Legions v. Liberty Mutual Insurance Co.

703 S.W.2d 620 | Tenn. | 1986

OPINION

McLEMORE, Special Judge.

In this worker’s compensation case the Chancellor found that plaintiff’s injuries *621which were incurred on June 3, 1982, were a result of her misconduct, and that her injuries did not arise out of and in the course and scope of her employment. The plaintiff has appealed.

The plaintiff has been employed as county supervisor for the Crockett County Office of the Northwest Tennessee Economic Development Council since 1975. She supervises the office which offers services for the poor, including information referral and nutrition assistance. She is responsible for doing reports and record keeping in the office, as well as supervising two aides. The job requires that the plaintiff also do garden follow-ups, and, in some instances, transport patients to the doctor.

On June 3, 1982, the office was located behind a Crockett County school building. There were other offices located there. The number was not proved but the Unemployment Office, CETA, and Headstart were mentioned. There was a common parking lot for persons employed in or visiting these offices.

Approximately two years before plaintiff had purchased with her own money a used drink machine and placed it in the office. She testified that after she had recovered her cost in about a year after purchase, she considered the drink machine the property of the office, and the profits from the machine were used for supplies in the office and for refreshments at meetings. She also testified that drinks were purchased by the case for others, such as a church group, and that the Coke delivery man would bring their Cokes and there swap them out.

On June 3, 1982, a deliveryman for Coca-Cola, while delivering drinks for the drink machine and some extra for the church which was having a benefit, parked his delivery truck in the middle of the parking lot, thus blocking several parked cars so that they could not be moved from the lot.

Rex Lewis, who is employed by the Juvenile Court as a youth service officer, and who is a bonded deputy sheriff in Crockett County with the power to arrest, was visiting the CETA office on business. When Lewis came out of that office, he found that the Coca-Cola truck had blocked his car in the parking lot.

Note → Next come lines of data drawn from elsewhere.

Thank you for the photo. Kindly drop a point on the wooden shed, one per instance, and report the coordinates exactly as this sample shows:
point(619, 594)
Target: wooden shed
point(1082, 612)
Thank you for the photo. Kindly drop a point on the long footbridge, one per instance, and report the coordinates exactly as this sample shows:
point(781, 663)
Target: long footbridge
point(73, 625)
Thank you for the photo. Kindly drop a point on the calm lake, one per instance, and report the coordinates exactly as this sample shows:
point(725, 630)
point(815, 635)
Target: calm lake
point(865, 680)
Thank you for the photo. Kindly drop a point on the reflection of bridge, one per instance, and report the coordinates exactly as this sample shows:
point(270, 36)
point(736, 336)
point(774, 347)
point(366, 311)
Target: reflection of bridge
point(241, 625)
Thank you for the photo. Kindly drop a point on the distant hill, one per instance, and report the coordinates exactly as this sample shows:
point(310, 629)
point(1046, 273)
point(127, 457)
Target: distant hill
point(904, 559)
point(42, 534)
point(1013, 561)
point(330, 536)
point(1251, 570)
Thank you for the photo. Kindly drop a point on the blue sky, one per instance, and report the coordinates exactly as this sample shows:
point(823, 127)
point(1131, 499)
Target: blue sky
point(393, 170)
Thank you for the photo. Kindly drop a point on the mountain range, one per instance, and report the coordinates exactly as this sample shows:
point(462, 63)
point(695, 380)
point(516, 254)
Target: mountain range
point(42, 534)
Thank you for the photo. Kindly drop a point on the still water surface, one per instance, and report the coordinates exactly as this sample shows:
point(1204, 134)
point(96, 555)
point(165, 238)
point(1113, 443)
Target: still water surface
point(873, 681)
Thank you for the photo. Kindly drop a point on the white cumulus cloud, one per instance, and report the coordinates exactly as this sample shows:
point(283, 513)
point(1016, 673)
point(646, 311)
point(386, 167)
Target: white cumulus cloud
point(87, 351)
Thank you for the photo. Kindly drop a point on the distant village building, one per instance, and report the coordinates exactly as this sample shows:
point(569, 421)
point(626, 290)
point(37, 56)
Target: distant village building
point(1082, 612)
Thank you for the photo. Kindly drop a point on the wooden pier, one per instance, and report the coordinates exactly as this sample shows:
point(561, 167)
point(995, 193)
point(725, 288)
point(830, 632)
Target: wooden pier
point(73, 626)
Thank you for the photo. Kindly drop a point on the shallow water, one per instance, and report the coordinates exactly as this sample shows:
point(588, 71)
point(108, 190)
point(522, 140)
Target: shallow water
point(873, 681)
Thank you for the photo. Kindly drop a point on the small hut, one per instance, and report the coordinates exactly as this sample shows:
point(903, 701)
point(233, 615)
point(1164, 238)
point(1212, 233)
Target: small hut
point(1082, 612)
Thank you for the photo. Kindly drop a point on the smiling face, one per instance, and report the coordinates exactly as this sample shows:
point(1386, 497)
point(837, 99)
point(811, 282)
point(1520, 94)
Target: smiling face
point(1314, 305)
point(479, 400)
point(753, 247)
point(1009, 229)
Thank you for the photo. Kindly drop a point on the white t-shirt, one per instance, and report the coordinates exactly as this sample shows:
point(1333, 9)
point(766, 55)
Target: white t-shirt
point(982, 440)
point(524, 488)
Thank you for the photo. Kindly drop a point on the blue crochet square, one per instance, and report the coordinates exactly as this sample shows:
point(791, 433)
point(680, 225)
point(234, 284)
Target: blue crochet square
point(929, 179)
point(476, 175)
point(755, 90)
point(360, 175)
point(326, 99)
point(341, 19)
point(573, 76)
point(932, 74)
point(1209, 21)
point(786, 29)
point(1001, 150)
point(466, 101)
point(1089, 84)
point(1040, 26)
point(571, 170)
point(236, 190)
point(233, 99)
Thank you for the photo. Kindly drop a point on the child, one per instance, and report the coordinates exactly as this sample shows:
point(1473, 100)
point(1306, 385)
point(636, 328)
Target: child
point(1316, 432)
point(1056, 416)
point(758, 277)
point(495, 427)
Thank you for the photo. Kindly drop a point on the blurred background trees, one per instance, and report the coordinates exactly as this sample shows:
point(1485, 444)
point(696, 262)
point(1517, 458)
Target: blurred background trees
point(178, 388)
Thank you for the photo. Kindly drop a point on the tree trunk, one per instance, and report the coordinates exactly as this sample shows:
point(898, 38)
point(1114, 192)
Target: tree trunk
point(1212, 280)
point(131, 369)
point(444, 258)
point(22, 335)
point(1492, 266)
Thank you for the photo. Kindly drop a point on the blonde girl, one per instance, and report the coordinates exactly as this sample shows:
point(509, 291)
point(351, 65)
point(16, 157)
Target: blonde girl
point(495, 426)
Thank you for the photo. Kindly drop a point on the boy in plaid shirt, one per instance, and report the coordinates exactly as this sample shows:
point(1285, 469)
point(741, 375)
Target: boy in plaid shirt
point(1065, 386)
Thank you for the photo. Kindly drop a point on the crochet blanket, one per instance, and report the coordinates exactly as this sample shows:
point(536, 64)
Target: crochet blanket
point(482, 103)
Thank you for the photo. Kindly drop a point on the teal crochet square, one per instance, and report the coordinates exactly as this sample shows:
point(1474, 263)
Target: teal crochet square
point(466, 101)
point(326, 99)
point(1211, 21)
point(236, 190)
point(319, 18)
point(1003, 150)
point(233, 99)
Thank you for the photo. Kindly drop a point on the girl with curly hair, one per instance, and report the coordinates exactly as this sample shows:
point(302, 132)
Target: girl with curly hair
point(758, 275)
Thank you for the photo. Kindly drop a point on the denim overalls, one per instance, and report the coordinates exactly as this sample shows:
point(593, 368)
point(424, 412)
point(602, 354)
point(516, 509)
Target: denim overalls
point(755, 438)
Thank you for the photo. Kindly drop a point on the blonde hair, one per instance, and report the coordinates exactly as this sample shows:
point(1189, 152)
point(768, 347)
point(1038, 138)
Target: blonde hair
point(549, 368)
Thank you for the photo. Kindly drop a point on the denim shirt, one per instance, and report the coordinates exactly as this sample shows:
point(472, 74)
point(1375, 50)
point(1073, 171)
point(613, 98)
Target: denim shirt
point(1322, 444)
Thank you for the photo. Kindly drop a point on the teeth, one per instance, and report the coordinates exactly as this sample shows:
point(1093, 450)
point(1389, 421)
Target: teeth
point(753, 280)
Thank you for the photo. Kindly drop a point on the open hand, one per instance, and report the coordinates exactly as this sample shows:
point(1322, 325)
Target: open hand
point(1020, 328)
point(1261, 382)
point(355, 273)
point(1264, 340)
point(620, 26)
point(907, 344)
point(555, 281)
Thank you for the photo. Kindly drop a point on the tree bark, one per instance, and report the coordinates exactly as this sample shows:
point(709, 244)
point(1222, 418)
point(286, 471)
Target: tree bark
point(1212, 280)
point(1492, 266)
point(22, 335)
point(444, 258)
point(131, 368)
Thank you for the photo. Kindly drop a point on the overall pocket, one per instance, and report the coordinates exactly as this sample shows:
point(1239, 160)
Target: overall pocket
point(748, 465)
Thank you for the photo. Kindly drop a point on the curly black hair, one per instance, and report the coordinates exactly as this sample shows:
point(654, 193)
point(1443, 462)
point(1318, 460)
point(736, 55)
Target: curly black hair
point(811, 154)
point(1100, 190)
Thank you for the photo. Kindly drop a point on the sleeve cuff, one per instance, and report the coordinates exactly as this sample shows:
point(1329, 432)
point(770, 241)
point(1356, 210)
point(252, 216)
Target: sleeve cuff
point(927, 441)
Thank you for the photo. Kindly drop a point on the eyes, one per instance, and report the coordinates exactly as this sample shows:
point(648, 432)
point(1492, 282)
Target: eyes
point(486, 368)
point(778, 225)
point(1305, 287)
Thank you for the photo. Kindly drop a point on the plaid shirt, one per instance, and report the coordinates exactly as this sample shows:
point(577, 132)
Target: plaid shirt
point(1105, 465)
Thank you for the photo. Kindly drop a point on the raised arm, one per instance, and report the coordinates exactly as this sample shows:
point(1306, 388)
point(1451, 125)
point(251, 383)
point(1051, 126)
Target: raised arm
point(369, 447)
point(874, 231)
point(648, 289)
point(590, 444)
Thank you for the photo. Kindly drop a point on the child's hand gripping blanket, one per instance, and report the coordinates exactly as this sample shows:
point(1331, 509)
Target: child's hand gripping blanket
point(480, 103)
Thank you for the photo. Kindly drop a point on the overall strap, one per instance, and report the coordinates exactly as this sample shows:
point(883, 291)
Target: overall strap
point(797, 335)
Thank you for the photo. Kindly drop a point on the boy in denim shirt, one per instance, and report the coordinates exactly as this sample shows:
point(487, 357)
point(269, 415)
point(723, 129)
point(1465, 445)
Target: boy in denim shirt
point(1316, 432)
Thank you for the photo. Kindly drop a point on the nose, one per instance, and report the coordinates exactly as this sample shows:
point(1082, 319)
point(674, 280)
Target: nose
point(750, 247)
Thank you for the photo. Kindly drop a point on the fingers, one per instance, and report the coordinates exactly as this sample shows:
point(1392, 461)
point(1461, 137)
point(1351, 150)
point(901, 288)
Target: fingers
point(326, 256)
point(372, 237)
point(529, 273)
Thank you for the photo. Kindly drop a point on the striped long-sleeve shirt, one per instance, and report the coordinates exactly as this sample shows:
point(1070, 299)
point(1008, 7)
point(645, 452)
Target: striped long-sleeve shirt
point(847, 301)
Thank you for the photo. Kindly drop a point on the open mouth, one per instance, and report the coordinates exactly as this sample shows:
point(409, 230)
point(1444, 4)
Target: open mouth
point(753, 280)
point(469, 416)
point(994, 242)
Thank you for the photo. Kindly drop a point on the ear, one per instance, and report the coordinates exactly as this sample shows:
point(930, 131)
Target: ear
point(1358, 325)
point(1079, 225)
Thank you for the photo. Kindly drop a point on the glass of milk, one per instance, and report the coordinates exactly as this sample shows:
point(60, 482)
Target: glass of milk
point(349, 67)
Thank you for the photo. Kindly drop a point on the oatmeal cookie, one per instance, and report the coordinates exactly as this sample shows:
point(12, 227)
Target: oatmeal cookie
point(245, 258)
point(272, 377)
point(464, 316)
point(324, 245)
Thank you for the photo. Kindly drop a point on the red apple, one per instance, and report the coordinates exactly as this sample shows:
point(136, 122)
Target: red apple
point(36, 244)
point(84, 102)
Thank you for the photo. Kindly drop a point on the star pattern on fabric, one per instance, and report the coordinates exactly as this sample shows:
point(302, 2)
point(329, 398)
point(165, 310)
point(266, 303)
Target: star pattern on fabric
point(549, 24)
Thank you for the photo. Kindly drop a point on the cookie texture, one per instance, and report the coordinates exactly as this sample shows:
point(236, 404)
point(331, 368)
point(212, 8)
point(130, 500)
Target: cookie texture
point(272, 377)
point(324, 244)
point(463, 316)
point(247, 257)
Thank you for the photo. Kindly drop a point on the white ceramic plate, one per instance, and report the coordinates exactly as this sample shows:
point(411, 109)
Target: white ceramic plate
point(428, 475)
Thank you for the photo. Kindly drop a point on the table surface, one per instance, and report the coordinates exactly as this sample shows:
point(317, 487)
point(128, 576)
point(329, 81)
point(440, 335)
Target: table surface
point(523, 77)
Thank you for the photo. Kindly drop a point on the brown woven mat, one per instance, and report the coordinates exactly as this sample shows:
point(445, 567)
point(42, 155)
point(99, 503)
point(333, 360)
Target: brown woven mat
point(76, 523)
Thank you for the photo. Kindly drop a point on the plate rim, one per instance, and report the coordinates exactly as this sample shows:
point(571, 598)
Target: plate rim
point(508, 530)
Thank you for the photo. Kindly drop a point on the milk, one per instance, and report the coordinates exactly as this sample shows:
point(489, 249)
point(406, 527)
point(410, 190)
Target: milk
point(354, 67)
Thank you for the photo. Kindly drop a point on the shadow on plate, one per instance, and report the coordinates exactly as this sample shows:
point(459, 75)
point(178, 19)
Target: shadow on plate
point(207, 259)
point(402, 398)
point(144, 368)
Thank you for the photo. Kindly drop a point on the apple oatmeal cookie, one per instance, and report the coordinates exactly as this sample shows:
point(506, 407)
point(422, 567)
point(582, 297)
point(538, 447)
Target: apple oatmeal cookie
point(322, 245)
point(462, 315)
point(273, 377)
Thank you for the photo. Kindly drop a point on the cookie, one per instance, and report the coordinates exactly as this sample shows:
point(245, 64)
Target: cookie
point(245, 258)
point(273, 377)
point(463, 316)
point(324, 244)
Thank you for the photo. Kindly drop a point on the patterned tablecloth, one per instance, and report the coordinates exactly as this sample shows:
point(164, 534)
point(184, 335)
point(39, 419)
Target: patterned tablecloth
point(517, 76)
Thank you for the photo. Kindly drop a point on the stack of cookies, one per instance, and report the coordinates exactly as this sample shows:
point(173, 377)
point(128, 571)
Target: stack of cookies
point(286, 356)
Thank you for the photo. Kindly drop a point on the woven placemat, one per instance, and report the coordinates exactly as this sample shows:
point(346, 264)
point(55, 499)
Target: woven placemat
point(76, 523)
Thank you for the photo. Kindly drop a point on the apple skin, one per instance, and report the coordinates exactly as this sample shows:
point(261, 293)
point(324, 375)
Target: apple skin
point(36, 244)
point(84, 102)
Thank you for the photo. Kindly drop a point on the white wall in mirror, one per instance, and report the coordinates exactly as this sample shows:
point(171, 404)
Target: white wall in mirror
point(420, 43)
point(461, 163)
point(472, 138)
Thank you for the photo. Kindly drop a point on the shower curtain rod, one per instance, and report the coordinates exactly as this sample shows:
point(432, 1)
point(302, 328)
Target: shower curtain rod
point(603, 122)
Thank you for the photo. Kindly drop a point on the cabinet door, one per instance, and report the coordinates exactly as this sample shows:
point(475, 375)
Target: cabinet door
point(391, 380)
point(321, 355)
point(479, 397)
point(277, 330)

Lewis approached the deliveryman and asked him to move the truck. The deliveryman told him that he would move the truck when he was through and went inside with drinks. Lewis wrote the deliveryman a ticket, and the deliveryman again went inside “and asked one of the ladies if they’d come to the door and look to see where I was parked at because I didn’t have anywhere else to park.” At that moment, plaintiff was on the telephone, and an aide, Ms. Nettie Jelks, went outside and observed the situation.

Plaintiff then came out of her office and went to Lewis and asked him what he was doing. She said, “[y]ou can’t write tickets on our parking lot. This parking lot has always had problems with parking.” Lewis told the plaintiff it was none of her business what he was doing, whereupon she replied, “[w]ell, Rex, all right. You just go ahead and you write your ticket.” She then called him a very explicit vulgar four word name. Lewis undertook to arrest plaintiff, taking hold of her and attempting to get her to his unmarked car, stating that no one called him such a name. Plaintiff protested, told him to turn her loose, and adamantly stated that she would not go anywhere with him. He continued in his efforts to put her in the car. She told him she had a kidney infection and needed to go inside to the bathroom. She assured him that if he would get someone from the Sheriff’s office up there, she would go with them. Lewis turned the plaintiff loose to go to the bathroom, and in the meantime called the Sheriff’s office for back-up with a four-door car.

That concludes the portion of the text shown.